Which admittedly, isn’t nearly as good of a story. Looking at evidence, unless Drew is party to some family secrets the public isn’t aware of, this sure seems like a concoction of Flynn and Walsh’s imaginations. So why has this possibly bogus anecdote endured through the years? Seemingly it’s because of movies …
Remember how W.C. Fields was a key player in the story told on Hot Ones? Neither Flynn nor Walsh mention anything about Fields in their accounts, so how did he get thrown into the mix? Well, the 1976 biopic W.C. Fields and Me includes a scene in which Fields (who was real life friends with Barrymore) and several drinking buddies have absconded with Barrymore’s corpse. But in this version of events, the prank is no longer about scaring the crap out of Robin Hood, it’s just so they can all share one last toast with their friend.
It seems as though Fields’ presence was invented purely for the film, because this episode never even comes up in the memoir it’s based on. The incident was again re-told on camera in the 1985 TV movie adaptation of My Wicked Wicked Ways, which again swaps around certain details, piggybacking off of the W.C. Fields movie by having Walsh’s macabre gag be motivated by the sentimental urge to let Flynn have one final drink with Barrymore – who, and we can’t stress this enough, was a raging alcoholic who essentially drank himself to death.
As Drew mentioned in 2020, this story also inspired the ‘80s Hollywood satire S.O.B., directed by Blake Edwards of Breakfast at Tiffany’s and The Pink Panther fame. At the end of the film, three friends steal the dead body of their producer friend and, you guessed it, prop him up in a chair and get hammered with their embalmed comrade.
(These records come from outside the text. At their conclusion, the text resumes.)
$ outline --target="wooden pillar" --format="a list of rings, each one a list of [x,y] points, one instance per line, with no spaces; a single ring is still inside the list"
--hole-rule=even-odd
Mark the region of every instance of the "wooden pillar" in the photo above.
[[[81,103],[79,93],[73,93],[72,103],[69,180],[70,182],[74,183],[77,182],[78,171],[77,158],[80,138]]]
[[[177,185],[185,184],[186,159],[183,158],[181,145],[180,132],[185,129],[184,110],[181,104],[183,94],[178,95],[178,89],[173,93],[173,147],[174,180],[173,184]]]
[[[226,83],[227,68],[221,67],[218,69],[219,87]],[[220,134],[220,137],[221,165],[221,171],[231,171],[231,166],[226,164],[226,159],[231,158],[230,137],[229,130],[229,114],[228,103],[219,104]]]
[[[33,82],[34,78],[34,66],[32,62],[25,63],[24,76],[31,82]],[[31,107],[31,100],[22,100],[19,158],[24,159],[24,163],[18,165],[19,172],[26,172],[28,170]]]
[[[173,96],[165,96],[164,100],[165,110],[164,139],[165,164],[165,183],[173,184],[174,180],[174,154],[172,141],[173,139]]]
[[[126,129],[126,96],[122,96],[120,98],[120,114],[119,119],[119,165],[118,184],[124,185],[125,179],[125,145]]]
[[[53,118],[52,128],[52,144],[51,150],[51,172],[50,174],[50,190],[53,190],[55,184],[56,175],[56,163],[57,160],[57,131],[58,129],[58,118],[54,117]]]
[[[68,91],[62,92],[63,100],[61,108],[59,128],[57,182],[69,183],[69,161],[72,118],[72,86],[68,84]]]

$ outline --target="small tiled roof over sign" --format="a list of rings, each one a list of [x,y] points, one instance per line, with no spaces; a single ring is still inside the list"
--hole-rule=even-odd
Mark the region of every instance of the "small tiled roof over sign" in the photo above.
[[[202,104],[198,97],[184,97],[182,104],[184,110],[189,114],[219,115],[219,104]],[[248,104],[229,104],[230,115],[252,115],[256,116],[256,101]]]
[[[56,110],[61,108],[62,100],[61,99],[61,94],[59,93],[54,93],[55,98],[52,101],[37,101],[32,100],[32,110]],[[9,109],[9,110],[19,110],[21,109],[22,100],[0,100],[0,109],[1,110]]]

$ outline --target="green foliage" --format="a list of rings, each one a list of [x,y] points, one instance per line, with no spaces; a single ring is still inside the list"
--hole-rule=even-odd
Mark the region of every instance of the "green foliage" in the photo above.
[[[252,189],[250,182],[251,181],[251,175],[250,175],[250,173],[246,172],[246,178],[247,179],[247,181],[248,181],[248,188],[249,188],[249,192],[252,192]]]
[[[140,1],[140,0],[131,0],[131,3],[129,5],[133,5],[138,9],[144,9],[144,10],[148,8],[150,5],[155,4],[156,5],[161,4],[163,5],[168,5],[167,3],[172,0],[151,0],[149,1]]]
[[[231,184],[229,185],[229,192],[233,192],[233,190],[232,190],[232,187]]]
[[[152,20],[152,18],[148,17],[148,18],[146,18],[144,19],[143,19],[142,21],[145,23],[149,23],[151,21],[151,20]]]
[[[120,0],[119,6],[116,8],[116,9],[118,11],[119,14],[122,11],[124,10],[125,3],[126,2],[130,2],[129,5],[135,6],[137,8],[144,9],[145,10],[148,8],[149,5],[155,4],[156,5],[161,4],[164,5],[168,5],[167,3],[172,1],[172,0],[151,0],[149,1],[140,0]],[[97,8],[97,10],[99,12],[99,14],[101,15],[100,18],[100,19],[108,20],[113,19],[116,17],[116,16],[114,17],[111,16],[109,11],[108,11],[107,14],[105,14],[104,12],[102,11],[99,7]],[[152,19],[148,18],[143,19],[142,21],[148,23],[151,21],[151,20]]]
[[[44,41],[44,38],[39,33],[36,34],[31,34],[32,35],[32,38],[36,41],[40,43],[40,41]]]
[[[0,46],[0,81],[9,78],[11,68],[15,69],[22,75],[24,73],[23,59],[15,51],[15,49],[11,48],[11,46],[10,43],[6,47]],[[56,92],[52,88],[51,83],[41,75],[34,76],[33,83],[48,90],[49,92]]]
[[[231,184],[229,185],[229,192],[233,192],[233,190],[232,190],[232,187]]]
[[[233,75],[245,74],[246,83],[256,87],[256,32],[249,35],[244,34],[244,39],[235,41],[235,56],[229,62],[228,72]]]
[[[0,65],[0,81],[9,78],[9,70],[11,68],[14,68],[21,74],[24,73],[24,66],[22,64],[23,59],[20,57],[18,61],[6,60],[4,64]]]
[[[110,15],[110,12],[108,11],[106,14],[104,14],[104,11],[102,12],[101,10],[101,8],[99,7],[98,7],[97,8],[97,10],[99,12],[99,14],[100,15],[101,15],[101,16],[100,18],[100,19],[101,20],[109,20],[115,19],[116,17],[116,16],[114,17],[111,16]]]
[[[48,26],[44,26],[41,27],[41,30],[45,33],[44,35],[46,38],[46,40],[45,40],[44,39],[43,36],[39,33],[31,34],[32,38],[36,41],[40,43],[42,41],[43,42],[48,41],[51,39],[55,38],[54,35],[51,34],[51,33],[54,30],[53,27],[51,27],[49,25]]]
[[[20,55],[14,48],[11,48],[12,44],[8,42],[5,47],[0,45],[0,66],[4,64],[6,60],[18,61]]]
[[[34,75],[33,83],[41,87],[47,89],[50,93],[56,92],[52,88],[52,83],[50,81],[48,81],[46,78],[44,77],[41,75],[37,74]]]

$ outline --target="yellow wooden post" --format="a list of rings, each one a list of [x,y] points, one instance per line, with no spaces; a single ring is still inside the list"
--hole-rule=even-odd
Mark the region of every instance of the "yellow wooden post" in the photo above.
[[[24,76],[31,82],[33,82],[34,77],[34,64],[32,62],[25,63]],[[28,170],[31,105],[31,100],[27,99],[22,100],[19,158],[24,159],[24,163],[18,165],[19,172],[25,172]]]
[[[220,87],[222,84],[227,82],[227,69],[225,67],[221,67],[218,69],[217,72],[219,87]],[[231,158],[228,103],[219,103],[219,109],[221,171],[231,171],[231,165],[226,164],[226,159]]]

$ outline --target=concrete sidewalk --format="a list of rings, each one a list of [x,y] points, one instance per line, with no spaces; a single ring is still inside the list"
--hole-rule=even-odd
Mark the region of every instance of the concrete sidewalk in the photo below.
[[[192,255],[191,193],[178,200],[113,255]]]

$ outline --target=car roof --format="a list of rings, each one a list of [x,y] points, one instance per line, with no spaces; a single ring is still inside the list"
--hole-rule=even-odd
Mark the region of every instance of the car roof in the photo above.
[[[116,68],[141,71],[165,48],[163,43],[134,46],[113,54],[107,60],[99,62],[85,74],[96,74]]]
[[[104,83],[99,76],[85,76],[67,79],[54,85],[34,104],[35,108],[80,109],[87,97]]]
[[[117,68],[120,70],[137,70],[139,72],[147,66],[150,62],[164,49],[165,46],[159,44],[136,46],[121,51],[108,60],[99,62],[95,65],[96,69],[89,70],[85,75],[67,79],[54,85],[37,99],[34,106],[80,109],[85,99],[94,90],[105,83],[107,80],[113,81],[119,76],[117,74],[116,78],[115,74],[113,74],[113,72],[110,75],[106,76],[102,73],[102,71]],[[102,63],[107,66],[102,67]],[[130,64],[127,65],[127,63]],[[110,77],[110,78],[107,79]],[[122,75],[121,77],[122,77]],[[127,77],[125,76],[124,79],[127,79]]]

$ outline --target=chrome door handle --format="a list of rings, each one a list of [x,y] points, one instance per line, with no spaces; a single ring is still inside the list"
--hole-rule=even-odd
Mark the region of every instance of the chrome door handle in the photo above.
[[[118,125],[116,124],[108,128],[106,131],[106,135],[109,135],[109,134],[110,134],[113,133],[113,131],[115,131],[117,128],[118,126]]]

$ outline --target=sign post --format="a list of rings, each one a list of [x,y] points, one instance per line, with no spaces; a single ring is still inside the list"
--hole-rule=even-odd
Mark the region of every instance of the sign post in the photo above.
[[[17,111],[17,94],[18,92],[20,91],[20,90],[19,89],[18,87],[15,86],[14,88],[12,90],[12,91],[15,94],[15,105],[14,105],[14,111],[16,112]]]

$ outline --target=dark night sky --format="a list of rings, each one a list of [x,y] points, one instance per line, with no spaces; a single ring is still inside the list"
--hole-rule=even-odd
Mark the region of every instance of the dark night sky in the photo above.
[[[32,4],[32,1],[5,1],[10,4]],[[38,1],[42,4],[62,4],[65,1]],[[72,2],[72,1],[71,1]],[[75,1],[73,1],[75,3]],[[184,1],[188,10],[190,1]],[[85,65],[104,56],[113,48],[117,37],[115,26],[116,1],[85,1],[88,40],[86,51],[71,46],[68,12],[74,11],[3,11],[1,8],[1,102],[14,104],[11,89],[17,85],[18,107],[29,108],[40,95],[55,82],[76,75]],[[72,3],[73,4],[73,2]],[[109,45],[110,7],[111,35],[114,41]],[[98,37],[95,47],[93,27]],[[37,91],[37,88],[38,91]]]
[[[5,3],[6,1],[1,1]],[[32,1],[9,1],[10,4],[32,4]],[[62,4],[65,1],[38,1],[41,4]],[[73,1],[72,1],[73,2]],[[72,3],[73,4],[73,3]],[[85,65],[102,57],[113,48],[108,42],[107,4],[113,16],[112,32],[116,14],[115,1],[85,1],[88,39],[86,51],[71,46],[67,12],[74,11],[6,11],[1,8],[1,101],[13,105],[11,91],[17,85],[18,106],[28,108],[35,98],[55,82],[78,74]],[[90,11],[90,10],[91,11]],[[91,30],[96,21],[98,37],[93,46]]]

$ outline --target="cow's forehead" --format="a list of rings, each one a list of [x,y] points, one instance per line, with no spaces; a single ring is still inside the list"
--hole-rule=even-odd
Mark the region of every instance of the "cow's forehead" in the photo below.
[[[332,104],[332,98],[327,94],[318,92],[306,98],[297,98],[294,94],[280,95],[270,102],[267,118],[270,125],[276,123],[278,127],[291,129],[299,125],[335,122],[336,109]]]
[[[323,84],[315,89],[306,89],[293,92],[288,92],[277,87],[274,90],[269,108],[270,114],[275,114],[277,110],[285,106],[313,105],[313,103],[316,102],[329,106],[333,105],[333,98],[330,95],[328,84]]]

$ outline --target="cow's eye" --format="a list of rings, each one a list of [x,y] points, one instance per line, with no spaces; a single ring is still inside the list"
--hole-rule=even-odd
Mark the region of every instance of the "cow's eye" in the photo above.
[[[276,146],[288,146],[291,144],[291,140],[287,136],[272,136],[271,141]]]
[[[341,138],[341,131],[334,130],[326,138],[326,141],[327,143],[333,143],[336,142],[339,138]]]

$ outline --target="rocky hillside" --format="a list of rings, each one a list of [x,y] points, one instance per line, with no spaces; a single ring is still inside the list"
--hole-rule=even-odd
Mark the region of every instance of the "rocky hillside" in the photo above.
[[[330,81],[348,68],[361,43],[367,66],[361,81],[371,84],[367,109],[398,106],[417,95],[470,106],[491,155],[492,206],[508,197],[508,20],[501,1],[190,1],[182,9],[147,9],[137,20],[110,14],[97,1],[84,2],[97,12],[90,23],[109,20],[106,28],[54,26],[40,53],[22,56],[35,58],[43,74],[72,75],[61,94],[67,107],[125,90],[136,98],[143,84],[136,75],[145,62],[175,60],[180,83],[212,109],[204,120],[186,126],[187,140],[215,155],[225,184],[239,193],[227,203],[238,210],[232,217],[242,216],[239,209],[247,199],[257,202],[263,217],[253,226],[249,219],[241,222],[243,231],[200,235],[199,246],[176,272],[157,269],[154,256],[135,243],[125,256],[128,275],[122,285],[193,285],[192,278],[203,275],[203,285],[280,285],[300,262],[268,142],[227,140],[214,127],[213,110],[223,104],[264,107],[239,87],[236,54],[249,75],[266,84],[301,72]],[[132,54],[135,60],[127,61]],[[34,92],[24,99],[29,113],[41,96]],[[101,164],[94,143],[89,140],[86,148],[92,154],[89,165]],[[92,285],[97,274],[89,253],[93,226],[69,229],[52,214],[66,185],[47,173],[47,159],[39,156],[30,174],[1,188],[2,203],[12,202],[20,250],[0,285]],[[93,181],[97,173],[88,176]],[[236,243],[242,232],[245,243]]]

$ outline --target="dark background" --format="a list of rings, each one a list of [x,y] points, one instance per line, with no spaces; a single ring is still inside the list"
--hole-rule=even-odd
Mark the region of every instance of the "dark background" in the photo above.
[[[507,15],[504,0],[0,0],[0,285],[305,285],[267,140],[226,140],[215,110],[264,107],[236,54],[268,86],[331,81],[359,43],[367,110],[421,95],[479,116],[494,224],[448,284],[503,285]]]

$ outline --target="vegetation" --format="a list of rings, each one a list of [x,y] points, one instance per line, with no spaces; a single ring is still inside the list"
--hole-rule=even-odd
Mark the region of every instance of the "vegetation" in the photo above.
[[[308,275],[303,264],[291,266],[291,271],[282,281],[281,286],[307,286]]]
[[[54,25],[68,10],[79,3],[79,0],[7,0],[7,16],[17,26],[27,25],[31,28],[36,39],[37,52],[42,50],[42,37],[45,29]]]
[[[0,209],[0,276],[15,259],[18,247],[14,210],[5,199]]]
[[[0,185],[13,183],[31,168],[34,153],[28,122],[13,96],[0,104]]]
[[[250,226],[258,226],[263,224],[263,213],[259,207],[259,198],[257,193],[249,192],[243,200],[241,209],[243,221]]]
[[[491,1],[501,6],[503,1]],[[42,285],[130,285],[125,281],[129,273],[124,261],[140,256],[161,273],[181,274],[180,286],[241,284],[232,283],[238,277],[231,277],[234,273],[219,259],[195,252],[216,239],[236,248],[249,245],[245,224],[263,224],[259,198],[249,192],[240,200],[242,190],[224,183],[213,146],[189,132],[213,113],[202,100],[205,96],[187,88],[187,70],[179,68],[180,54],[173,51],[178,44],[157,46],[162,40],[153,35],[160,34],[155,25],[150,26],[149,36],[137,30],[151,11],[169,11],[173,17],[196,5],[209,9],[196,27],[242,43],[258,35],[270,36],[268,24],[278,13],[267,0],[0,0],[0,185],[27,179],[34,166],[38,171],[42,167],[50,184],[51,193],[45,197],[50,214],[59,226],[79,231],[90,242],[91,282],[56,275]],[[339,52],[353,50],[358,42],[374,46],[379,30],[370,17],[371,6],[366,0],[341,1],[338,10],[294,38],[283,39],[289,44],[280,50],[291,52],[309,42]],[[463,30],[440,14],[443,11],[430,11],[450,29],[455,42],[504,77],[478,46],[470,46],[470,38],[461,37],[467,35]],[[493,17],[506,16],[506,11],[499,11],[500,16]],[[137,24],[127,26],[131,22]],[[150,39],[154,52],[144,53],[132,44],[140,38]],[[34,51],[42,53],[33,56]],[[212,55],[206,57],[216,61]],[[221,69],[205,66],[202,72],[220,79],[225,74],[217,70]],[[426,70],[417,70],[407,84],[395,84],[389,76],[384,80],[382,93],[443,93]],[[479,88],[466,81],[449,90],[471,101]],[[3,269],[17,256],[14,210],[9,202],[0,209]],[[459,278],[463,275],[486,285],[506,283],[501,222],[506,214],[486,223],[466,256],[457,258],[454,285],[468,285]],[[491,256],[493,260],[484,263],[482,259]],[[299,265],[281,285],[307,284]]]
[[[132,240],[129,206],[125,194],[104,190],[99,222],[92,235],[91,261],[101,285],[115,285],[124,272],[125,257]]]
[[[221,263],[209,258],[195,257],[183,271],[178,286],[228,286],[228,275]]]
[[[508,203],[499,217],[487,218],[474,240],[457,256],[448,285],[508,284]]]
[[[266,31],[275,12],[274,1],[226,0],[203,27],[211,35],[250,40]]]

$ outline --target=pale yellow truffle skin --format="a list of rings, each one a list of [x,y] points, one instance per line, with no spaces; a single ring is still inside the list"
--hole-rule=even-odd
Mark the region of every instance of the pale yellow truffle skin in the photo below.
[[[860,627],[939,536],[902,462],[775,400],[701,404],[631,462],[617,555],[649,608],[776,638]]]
Critics noted at the time that there were similarities between Edwards’ film and the “legendary practical joke” involving John Barrymore. And, strangely enough, it’s because of this dumb movie that we may actually know the answer to what really happened. One of the film’s co-stars was an actor named Robert Preston, who began his career in the 1930s and eventually starred in classics like The Music Man and How the West Was Won.
While promoting S.O.B., Preston was asked about the Barrymore tale. He called the story “apocryphal” and, in what is perhaps the most believable account of these events on record, claimed that it was Flynn who wanted to “steal Barrymore's corpse and take him to Ciro's,” the legendary Sunset Boulevard nightclub. But the plan was halted by a guy named Buster Weill, Flynn’s stunt-double, who “physically stopped Barrymore's pals from carrying out that joke” as they “were on their way down to the funeral parlor.”
So in all likelihood, this all began as a terrible idea that Flynn was prevented from actually following through on – but since it was such a novel idea, he later re-appropriated his botched escapade as a supposedly true anecdote in order to spice-up his memoir, eventually ascribing the actual criminal part of the story to his friend so as not to look bad. And everybody just kept telling this story for decades, because – well, it’s a damn good story.